Mr Ngwale said 18 disabled people’s organisations (DPOs) with representation from most provinces met from Thursday to Saturday last week at Capital Hotel in Lusaka where it was resolved that Article 53 clause one of the Draft Constitution be amended to address concerns of persons with disability.

Mr Ngwale said in an interview in Lusaka yesterday the disability movement discussed and adopted principally, Article 53 of the Draft Constitution.

Article 53 clause one reads that persons with disabilities are entitled to enjoy all the rights and freedoms set out in this Bill of Rights on an equal basis with others.
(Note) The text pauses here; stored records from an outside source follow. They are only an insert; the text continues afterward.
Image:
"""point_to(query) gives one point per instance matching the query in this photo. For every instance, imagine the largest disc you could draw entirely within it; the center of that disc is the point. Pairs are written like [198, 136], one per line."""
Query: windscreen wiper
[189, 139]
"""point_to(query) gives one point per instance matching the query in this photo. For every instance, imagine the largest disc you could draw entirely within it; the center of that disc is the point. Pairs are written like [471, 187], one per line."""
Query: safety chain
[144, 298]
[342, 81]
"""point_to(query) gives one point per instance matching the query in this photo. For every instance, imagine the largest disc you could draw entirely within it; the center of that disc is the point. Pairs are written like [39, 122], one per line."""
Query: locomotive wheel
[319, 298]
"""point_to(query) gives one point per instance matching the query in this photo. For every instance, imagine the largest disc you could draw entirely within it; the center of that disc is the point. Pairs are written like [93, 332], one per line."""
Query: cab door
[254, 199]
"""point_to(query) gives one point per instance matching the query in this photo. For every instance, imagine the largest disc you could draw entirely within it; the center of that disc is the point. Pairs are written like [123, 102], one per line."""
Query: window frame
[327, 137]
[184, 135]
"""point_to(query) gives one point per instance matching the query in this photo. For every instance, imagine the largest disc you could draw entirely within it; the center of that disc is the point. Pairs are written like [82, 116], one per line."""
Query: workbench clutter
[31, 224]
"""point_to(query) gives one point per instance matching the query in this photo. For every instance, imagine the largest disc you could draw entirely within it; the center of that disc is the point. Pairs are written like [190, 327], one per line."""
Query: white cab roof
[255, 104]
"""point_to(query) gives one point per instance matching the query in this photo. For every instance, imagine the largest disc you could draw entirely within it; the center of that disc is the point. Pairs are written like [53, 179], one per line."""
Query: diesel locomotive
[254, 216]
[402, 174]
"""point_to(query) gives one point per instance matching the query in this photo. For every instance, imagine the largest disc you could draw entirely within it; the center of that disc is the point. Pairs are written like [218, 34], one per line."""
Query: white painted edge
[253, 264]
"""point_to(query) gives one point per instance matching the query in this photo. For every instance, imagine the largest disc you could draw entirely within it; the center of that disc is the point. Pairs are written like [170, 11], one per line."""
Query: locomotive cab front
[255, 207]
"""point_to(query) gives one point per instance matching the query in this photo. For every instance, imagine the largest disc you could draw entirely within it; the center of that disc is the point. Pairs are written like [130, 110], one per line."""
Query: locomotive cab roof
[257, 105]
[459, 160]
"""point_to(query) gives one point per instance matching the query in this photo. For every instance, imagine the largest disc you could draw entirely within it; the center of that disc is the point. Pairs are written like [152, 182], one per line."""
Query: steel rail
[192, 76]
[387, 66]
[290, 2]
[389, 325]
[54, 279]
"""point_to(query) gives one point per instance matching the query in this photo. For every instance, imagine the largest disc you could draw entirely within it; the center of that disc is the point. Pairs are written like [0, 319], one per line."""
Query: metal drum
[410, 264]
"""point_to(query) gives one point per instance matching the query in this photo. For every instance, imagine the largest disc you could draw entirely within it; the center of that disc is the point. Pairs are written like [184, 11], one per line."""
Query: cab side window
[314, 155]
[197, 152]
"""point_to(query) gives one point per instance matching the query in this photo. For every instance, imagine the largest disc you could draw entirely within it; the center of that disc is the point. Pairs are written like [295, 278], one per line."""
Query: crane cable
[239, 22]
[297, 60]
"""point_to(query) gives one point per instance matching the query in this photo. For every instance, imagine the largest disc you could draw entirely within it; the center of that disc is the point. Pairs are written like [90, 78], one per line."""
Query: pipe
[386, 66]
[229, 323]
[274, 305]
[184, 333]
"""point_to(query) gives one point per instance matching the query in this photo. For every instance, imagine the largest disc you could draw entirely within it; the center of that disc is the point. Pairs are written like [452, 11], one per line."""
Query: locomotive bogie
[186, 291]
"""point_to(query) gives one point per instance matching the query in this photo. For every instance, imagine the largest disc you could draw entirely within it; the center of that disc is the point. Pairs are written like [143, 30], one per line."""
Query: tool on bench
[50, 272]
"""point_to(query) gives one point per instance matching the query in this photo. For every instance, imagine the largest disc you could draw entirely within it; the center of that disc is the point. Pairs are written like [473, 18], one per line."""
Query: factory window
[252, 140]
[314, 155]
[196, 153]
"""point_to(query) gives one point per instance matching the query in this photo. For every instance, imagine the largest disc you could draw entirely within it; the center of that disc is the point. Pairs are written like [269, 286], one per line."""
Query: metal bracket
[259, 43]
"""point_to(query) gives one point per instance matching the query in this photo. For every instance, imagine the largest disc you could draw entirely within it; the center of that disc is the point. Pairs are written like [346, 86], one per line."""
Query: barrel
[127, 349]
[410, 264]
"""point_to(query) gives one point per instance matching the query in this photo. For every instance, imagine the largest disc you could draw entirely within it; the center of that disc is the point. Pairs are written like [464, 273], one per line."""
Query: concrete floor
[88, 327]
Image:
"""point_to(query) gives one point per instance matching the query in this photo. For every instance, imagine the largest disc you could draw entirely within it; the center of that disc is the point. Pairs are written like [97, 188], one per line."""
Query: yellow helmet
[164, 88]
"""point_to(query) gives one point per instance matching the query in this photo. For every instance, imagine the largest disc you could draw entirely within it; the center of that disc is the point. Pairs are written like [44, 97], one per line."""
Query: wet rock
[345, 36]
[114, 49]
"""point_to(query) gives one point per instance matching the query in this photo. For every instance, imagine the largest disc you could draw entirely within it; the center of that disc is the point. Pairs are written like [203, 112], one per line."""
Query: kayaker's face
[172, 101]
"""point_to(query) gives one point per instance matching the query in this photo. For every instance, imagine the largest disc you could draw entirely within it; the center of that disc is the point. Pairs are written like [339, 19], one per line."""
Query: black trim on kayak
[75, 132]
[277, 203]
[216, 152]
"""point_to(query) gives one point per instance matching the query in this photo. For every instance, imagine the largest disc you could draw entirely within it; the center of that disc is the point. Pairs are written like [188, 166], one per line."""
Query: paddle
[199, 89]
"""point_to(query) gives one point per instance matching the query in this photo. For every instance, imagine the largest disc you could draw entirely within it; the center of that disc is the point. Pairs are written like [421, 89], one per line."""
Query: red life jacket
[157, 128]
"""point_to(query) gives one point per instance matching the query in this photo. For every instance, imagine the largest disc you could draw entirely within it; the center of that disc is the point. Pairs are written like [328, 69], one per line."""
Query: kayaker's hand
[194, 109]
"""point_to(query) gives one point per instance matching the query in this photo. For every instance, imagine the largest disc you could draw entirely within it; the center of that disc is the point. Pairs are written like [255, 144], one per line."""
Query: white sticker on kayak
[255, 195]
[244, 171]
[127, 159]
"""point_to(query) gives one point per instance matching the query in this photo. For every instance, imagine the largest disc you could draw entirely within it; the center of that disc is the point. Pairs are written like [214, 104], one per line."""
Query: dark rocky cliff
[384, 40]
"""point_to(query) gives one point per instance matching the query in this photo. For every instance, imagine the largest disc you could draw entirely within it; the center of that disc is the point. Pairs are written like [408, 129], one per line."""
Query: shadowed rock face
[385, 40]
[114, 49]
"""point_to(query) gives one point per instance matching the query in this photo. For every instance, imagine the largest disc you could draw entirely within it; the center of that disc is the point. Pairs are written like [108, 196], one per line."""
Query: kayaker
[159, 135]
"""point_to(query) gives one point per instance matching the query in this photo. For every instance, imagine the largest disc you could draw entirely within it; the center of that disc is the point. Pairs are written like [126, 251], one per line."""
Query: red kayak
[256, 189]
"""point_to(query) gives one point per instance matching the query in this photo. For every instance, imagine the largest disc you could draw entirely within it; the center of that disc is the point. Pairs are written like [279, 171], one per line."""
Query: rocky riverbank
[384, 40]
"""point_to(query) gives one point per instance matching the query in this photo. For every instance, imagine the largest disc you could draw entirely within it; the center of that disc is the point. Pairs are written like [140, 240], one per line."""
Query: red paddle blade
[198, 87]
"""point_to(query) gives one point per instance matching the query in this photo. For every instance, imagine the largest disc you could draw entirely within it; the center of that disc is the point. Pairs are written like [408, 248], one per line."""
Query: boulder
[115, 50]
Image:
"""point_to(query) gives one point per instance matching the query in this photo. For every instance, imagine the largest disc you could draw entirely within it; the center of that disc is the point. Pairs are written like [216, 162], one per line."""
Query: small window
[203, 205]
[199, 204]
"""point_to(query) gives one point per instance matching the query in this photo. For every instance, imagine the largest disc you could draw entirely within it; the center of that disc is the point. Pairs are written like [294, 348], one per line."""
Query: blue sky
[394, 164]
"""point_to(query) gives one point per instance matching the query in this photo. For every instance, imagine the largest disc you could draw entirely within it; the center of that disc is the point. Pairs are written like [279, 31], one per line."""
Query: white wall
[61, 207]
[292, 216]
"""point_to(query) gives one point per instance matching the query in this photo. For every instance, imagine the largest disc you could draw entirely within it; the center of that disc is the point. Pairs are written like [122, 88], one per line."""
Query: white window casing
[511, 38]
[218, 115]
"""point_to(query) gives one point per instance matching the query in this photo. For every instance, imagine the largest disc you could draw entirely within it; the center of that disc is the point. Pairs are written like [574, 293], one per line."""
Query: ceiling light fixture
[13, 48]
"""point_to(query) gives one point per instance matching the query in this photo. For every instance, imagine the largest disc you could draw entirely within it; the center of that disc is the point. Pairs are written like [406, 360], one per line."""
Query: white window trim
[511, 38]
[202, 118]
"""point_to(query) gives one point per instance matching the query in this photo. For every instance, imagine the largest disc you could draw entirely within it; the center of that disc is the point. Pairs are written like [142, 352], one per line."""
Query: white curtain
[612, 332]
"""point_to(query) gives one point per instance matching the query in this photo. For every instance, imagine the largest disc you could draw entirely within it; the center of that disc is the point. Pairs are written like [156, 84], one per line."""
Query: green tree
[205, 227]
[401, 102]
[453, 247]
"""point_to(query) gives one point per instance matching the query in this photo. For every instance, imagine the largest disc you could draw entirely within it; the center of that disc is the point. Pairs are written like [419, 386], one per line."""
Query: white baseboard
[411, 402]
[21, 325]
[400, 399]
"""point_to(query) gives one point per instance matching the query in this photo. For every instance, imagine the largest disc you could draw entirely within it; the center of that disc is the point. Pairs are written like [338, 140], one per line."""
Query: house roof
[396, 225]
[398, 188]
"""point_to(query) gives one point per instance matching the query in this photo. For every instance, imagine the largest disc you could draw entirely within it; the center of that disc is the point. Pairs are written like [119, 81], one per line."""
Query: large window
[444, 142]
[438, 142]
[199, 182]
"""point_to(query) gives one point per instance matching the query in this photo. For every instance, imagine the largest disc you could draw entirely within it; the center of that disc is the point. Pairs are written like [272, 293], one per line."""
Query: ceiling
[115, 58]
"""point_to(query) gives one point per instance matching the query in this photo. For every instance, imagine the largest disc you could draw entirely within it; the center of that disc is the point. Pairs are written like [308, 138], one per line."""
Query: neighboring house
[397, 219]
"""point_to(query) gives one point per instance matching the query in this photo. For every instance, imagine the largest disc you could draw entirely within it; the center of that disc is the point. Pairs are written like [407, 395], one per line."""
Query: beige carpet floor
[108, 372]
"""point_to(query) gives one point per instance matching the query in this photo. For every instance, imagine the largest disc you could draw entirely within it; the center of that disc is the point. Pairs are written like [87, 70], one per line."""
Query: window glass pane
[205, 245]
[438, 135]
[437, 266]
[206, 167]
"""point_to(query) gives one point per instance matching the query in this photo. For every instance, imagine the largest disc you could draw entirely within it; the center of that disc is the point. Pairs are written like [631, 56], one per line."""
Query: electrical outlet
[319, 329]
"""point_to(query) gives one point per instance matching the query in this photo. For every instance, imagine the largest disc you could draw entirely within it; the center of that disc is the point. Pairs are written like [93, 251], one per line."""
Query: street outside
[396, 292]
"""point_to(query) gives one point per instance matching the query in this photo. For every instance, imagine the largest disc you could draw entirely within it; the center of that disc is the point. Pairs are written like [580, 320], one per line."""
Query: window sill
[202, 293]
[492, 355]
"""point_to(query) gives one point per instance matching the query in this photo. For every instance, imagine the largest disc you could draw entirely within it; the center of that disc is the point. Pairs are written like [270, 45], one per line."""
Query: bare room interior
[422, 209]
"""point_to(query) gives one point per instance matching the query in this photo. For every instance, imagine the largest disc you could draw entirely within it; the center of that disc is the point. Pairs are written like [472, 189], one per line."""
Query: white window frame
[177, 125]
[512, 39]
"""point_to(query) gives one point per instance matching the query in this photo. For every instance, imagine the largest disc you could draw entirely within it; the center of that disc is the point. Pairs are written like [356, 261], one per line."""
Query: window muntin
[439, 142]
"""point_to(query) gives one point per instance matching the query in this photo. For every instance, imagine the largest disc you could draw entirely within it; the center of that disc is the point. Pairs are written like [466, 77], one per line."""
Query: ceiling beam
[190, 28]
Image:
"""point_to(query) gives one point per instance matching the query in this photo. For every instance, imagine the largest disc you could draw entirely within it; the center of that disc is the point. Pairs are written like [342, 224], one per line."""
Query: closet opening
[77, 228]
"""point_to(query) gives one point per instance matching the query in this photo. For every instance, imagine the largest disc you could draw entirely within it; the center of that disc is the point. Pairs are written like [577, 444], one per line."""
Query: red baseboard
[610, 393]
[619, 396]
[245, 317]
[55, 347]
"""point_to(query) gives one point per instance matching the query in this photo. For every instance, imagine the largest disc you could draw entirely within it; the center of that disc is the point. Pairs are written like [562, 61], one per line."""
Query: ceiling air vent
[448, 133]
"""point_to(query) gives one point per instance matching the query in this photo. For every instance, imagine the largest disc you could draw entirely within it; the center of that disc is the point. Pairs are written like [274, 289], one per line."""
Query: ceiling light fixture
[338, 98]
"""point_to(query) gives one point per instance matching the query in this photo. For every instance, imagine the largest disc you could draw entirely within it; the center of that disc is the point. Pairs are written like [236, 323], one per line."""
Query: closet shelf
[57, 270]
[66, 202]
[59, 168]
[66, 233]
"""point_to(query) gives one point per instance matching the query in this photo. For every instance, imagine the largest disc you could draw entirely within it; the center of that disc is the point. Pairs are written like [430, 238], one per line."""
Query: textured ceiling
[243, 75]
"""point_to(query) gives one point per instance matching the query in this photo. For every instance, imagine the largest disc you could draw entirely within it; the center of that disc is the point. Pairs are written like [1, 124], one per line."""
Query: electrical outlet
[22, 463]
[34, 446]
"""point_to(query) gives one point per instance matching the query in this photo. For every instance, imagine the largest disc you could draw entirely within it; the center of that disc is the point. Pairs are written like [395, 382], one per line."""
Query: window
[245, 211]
Potentially relevant to your interests! I am back at Bitch Magazine for the next eight weeks under the title ‘Push(back) at the Intersections.’ A bit more about what I will be talking about:

I’m interested in how people interact with feminist critiques of pop culture, and I’m not just looking at nonfeminist responses, but also feminist ones. Some of the strongest pushback when it comes to feminist explorations of pop culture comes from within the feminist community, rather than from outside it.

Push(back) at the Intersections is about challenging dominant narratives, starting with ‘feminists united against the world.’ There are, as we know, all kinds of schisms within feminist communities, many of which play out over old and tired ground, including in the world of pop culture discussions.